I biocarburanti sono carburanti rinnovabili derivati da oli vegetali, grassi animali e residui agricoli. A differenza dei combustibili fossili, permettono di ridurre significativamente le emissioni di CO₂ e altri inquinanti. Tra le varie tipologie, il biocarburante HVO diesel è tra i più avanzati per la compatibilità con i motori diesel e l’efficienza energetica.
La disponibilità dell’HVO diesel nei porti italiani permette alle flotte navali di ridurre emissioni senza rinunciare a efficienza o sicurezza. Grazie a Enilive, anche il trasporto marittimo contribuisce a fare un passo concreto verso la decarbonizzazione, combinando biocarburanti sostenibili e distribuzione portuale efficiente.
HVO Diesel: caratteristiche e vantaggi per il trasporto marittimo
L’HVO (Hydrogenated Vegetable Oil) è prodotto da materie prime di scarto tramite idrogenazione, da cui si ottiene un carburante stabile, performante e sostenibile.
Vantaggi principali dell’HVO diesel:
- Riduzione delle emissioni climalteranti tra il 60% e il 90% rispetto al diesel tradizionale.
- Utilizzabile in purezza nelle navi validate, senza modifiche ai motori.
- Contribuisce al rispetto della direttiva europea FuelEU Maritime e riduce i costi dell’Emission Trading System.
- Migliore stabilità chimica rispetto ai biodiesel tradizionali, con minor rischio di degradazione.
La distribuzione nei porti: Genova, Ravenna e prossimamente Venezia
Enilive ha già reso disponibile il biocarburante HVO diesel con consegne dirette dal deposito alle navi tramite bettolina nei porti di Genova e Ravenna, dove sono attivi accordi per la fornitura con i principali operatori del settore. Entro la fine dell’anno, Enilive prevede di rendere disponibile la vendita dell’HVO per la marina nella stessa modalità anche nel porto di Venezia.

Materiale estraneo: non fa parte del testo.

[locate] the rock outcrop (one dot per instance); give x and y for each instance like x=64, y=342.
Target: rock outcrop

Con 1,65 milioni di tonnellate/anno, Enilive è tra i principali produttori europei di HVO diesel. Oltre alle bioraffinerie di Venezia e Gela, l’azienda ha una joint venture in Louisiana (USA) e altre tre bioraffinerie sono in costruzione in Malesia, Corea del Sud e Livorno. L’obiettivo è raggiungere 5 milioni di tonnellate di capacità produttiva entro il 2030, consolidando la leadership nel settore dei biocarburanti avanzati.